Die ayurvedischen Pflanzen, die im tropischen Klima Indiens wachsen, sind Schätze aus der Natur mit sekundären Pflanzenstoffen, die in ihrem ganzheitlichen Zusammenspiel in der ayurvedischen Heilpflanzenlehre – Dravyaguna – beschrieben sind. In Indien werden diese Pflanzen als Nahrungsergänzungen im Rahmen von ayurvedischen Diätplänen zur Erhaltung der Gesundheit und Stärkung von Körper und Geist eingesetzt. Auch in Europa sind viele der Pflanzen bekannt und werden seit 30 Jahren als Nahrungsergänzungsmittel oder Lebensmittel verwendet.

Verschiedene Formen von Extrakten ayurvedischer Pflanzen werden im traditionellen Ayurveda verwendet. Durch eine Konzentrierung der Wirkstoffe kann eine vorgegebene Einnahmemenge im Vergleich zu Pflanzenpulvern reduziert werden. Es gibt verschiedene traditionelle Extraktionsverfahren. Je nach Bedarf werden entweder die wasserlöslichen oder die wasserunlöslichen Pflanzenteile aus dem Material herausgelöst.
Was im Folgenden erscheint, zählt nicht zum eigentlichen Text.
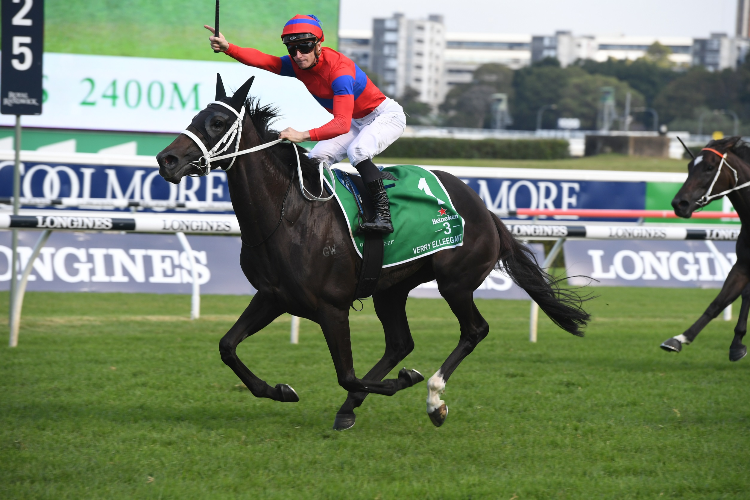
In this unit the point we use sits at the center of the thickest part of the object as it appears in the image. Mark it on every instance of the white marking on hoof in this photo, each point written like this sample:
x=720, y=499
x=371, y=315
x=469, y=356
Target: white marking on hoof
x=435, y=387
Herstellung von wasserlöslichen Extrakten

Für die Produktion von wasserlöslichen Extrakten wird zuerst eine Abkochung (Dekokt) hergestellt, das grobe Pflanzenmaterial wird abgeseiht und die Flüssigkeit durch weiteres Verkochen des Wassers konzentriert. Die zurückbleibende Paste wird traditionell in der Sonne getrocknet. Bei moderner Herstellung werden heute aus den Dekokten in Edelstahltürmen bei heißer Luft Sprühextrakte hergestellt. Das heißt, die Pflanzenabkochungen werden von oben in diese Türme gesprüht und verdampfen durch die in den Türmen erzeugte Hitze. Wenn diese Sprühextrakte am Boden ankommen, sind sie pulverisiert. Das moderne Verfahren hat den Vorteil, dass es deutlich hygienischer verläuft. Das so gewonnene Pflanzenmaterial wird zu „Ganvatis“ verarbeitet – eine Bezeichnung für eine Kräutertablette aus einem wässrigen Extraktionsverfahren. Für diese Verfahren eignen sich alle Pflanzen, deren Wirkstoffe nicht überwiegend aus ätherischen Ölen bestehen.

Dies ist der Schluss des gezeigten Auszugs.